Wir kamen schon um neun Uhr morgens zu Nazareth an und stiegen im Fremdenhaus des Klosters der Franziskaner ab, wo uns die Geistlichen sehr zuvorkommend empfingen. Kaum hatten wir unsere Gemächer ein wenig in Augenschein genommen und sie an Aussehen und Einrichtung jenen zu Jerusalem vollkommen ähnlich gefunden, so machten wir uns wieder auf den Weg, um alle merkwürdigen Plätze, vor allem aber die Kirche zu besuchen, in welcher sich die Grotte der Verkündigung befindet. Diese Kirche, in welche uns ein Geistlicher begleitete, ist ebenfalls von der heiligen Helena erbaut und nicht besonders groß. Im Hintergrund führt eine Treppe in die Grotte hinab, in welcher die heilige Maria durch den Engel die Botschaft des Herrn empfing. Drei kleine Granitsäulen sind in dieser Grotte noch sichtbar. Der untere Teil von einer derselben wurde durch die Türken zerstört, sie ist nur oben befestigt, daher behaupten viele, sie schwebe ganz frei in den Lüften. Hätten diese Menschen weiter gesehen, als ihre Nase reicht, und nur einen Blick in die Höhe geworfen, sie würden schwerlich ein Wunder behaupten, das nur in ihrer Einbildung existiert. - Ein ziemlich gutes Gemälde an der Wand stellt die Verkündigung vor. Die eigentliche Wohnung Marias ist hier nicht zu sehen, weil der Sage nach ein Engel sie nach Loreto in Italien trug. Seitwärts gelangt man über einige Stufen zu der Grotte, in welcher die Nachbarin Marias wohnte, die in Abwesenheit der letzteren die Aufsicht über deren Wohnung führte und ihre häuslichen Geschäfte besorgte.
   In der Stadt liegt auch die Grotte, wo Josefs Werkstätte war; man hat sie in ihrem ursprünglichen Zustand gelassen und nur einen ganz einfachen hölzernen Altar darin errichtet. Unweit davon findet man die Synagoge, wo Jesus das Volk belehrte und die Pharisäer dadurch so erbitterte, daß sie ihn von einem Berg, gleich außerhalb des Städtchens, herabstürzen wollten. Zum Schluß zeigte man uns noch einen ungeheuren Felsenblock, auf welchem Jesus das Abendmahl mit seinen Jüngern verzehrt haben soll.

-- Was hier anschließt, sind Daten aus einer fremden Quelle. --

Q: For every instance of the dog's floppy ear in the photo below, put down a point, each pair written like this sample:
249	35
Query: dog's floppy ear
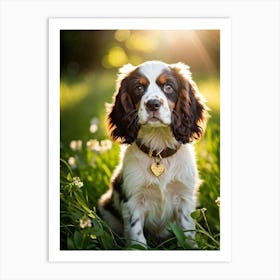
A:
122	117
190	114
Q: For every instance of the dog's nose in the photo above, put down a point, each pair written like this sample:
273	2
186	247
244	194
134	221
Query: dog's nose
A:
153	104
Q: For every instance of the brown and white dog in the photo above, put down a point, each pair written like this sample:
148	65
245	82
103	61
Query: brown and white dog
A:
156	113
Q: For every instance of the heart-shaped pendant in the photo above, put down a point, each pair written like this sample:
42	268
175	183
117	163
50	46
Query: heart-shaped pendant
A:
157	168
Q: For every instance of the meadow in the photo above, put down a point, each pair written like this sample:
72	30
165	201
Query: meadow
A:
88	159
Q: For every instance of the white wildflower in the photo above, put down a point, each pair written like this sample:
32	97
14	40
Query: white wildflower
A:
85	222
93	128
218	201
72	162
76	145
93	145
77	182
106	145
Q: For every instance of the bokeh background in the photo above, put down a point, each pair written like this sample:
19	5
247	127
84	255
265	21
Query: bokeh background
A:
89	62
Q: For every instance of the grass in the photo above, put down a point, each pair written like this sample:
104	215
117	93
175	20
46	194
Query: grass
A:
88	160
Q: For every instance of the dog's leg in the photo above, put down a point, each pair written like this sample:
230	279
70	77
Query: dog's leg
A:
133	225
187	223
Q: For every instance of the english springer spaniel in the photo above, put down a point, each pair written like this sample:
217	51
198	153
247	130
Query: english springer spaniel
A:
156	114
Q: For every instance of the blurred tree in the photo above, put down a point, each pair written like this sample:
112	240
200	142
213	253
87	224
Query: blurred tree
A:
89	50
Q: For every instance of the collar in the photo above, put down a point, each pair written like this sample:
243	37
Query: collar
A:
167	152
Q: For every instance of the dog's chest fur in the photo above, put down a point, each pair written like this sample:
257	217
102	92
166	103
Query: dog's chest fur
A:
159	197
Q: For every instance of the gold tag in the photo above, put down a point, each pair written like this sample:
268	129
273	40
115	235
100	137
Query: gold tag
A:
157	168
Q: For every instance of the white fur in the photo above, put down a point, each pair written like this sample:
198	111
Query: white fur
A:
159	200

   Des Nachmittags besuchten wir den Marienbrunnen, gleich außerhalb Nazareth am Weg nach Tabarieh, er ist mit Steinen ummauert und liefert reines frisches Wasser. Hieher ging die heilige Maria täglich mit dem Krug, auch heute noch drängen sich alle Weiber und Mädchen zu diesem Brunnen und wandeln mit Krügen auf der Achsel hin und zurück. Diejenigen, welche wir sahen, waren alle schmutzig und ärmlich gekleidet; viele gingen ohne Kopfbedeckung, was um so häßlicher ließ, da ihnen die Haare ganz struppig wegstanden. Die ziemlich lebhaften Augen waren das Hübscheste an ihnen. Auch hier tragen sie eingefaßte Silbermünzen vom Scheitel bis unter das Kinn.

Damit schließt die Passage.